A Time of Review | Part 2
- basilvos
- Dec 7, 2025
- 3 min read
Updated: Dec 10, 2025
A twelve-week review of bookbinding opens deeper questions about validation, meaning, and identity within constructed systems. The work clarifies how personal inquiry can exist apart from external lineage and marks a pivot point: pausing the craft to begin the long-awaited music project.
Date: Sunday December 7, 2025
Ordinal: Week 13 | Day 91
Designation: Admin
A gnawing feeling, an intuition that when I paused for reflection on the past 12 weeks in the art of bookbinding a deeper, more personal review was encroaching. It was right. As long as I remained specifically within the boundaries of this 3-month window, I was unable to appreciate what I’m truly addressing, what answers I’m grasping at.
On the surface a deeply entrenched fear of the perception and judgment of others; most can relate to that. While validation is a common thread that connects us all, it is but one means to original thought. My meaning? It wasn’t until Vincent Van Gogh’s death that his place within the artistic sphere was validated. Conclusion: you can possess valuable experiences that exist independent of external validation; however you mold them, however you share them in the physical, analog world we inhabit.
Why? Group structures compete for the authority to define meaning itself. Artist schools, craft guilds, academic traditions, or digital subcultures; indeed, any and every knowledge center operates as a constructed reality system that preserves lineage by imprinting norms onto those who enter.
"This is the work and my expectations of what it should look like… a lie, a falsehood, an unattainable illusion.”
Can private meaning remain intact in the presence of systems that position themselves as arbiters of value? Is lineage required at all for meaning to be transferable? In the case of Van Gogh and those who share his outcome, value can exist long before a system recognizes it.
To choose a mode of inquiry, to follow that course as far as it naturally allowed and maybe even derive meaning from it; that was my goal.
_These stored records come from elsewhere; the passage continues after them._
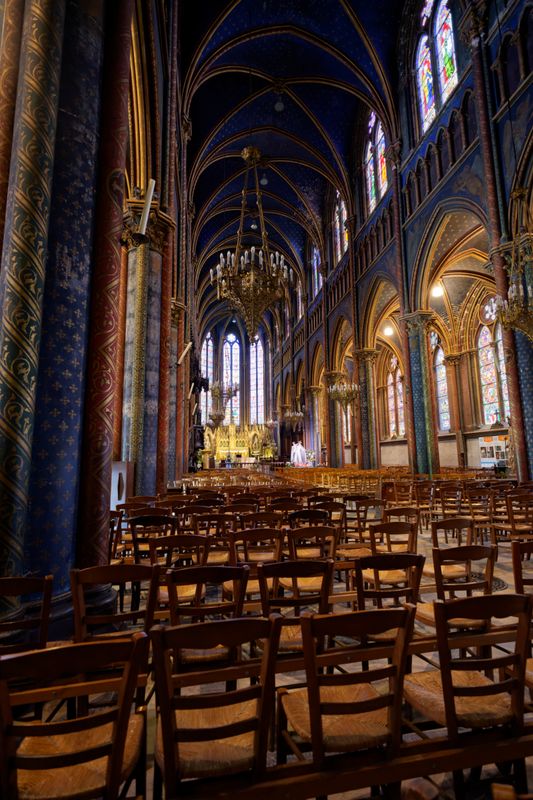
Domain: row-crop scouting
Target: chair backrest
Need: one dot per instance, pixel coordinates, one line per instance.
(214, 722)
(254, 545)
(458, 530)
(308, 516)
(209, 601)
(319, 541)
(179, 550)
(476, 576)
(395, 578)
(75, 671)
(394, 536)
(402, 514)
(260, 519)
(335, 639)
(24, 631)
(522, 566)
(139, 615)
(506, 670)
(311, 583)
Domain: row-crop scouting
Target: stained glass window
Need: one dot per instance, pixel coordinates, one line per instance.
(370, 177)
(391, 404)
(498, 337)
(340, 230)
(395, 399)
(346, 427)
(257, 383)
(424, 79)
(488, 377)
(317, 275)
(206, 368)
(231, 357)
(445, 50)
(382, 161)
(441, 388)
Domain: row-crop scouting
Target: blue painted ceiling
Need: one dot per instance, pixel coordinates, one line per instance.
(326, 63)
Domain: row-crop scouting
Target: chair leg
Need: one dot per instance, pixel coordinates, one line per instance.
(459, 784)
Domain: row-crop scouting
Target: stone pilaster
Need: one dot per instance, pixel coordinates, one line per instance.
(427, 456)
(370, 456)
(23, 268)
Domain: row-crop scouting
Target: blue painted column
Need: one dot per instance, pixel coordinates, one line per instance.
(142, 349)
(50, 544)
(427, 458)
(23, 267)
(370, 456)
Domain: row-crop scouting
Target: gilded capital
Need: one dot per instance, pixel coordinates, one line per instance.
(418, 322)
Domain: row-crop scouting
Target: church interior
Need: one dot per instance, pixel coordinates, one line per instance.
(279, 251)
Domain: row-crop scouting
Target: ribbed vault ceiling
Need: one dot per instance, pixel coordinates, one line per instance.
(325, 62)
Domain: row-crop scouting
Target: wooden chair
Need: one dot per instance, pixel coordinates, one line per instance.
(24, 625)
(473, 693)
(350, 711)
(308, 516)
(210, 734)
(465, 570)
(388, 579)
(86, 755)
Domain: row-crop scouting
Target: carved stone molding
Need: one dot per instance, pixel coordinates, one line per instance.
(367, 354)
(418, 322)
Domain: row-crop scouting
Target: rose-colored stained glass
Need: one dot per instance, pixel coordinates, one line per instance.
(445, 50)
(424, 76)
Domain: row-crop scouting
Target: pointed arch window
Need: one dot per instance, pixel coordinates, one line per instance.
(492, 375)
(445, 47)
(206, 368)
(317, 275)
(395, 400)
(231, 358)
(257, 383)
(375, 163)
(435, 60)
(441, 389)
(340, 230)
(424, 79)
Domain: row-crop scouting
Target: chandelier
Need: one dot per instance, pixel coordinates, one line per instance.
(516, 310)
(343, 393)
(221, 396)
(251, 279)
(294, 418)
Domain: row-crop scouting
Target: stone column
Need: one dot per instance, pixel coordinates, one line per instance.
(453, 377)
(427, 456)
(366, 359)
(52, 525)
(9, 70)
(142, 347)
(474, 27)
(173, 382)
(95, 483)
(23, 268)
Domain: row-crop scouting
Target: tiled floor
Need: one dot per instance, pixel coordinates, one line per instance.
(437, 786)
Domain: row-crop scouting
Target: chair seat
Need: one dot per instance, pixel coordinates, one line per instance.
(185, 593)
(425, 614)
(342, 732)
(214, 757)
(353, 551)
(450, 571)
(304, 584)
(388, 576)
(77, 780)
(423, 690)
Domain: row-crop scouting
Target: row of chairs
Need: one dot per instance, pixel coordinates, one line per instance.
(208, 735)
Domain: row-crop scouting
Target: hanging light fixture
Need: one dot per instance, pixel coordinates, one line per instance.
(251, 279)
(516, 310)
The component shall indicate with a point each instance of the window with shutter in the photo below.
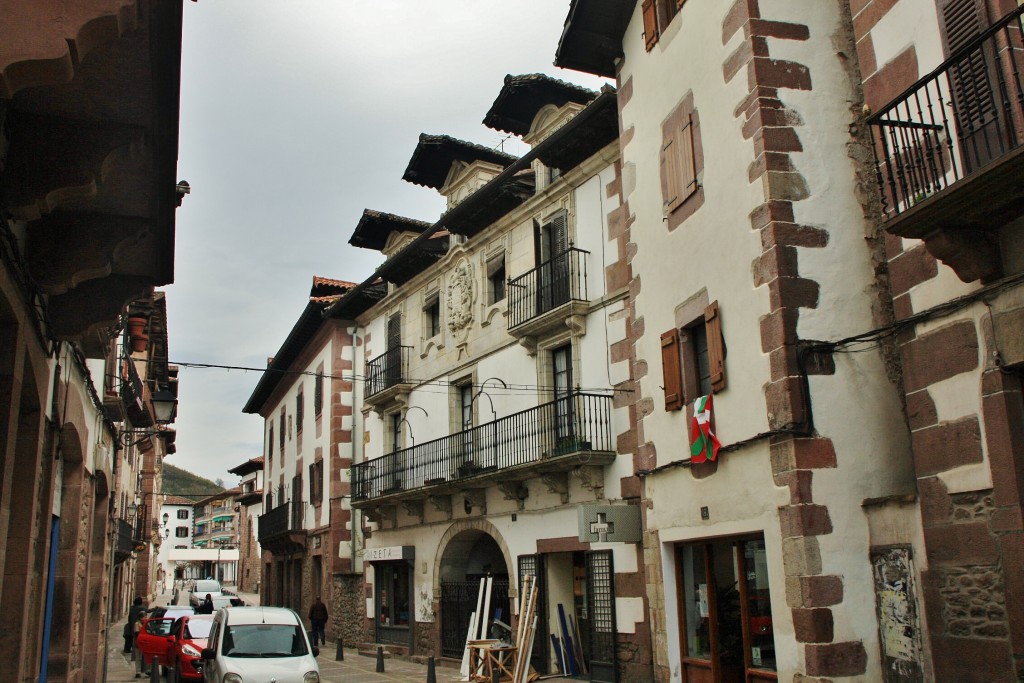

Bookbinding met a set of criteria:
• a point of personal interest, loosely or directly
• low-cost entry
• challenge skill-sets
• achieve a connective long-term goal
Prototype #4 has the potential of being the final iteration before the design stabilizes. Upon the documented refinements, the iterative experiences, my signature knowledge-storage device evolves from the realm of thought to an analog reality. For those who find interest, I’ll share the work as it stands.
But, am I a bookbinder? What does it mean to incorporate a discipline into one’s life without being subsumed by it? Can one engage with knowledge without feeling pressured to reshape identity around it and thus signal outwardly a socially validated experience to the human world?
“Fear remains, but so does a quiet confidence… I choose knowing over the comfort of truisms and platitudes.”
If I can interact with knowledge, any knowledge, without unduly amending identity, that’s what I desire most. Why does this inclination to flatten oneself for the digestibility of others exist, and why is it prevalent? Should we laud those who reach pinnacle status inside one discipline? What does that say of our value system toward multi-dimensional, cross-disciplined individuals?
Finally, in what way do these questions hold a mirror to the perception of self, and does it matter at all? I would internally define this as an organism-level dilemma. My response? Redirect the flow of entropy, for a time.
For the remainder of December I’m stepping back from bookbinding to pursue another facet of my creative work; my long-awaited music project.
“I have zero reservations with saying three little words: I don’t know.”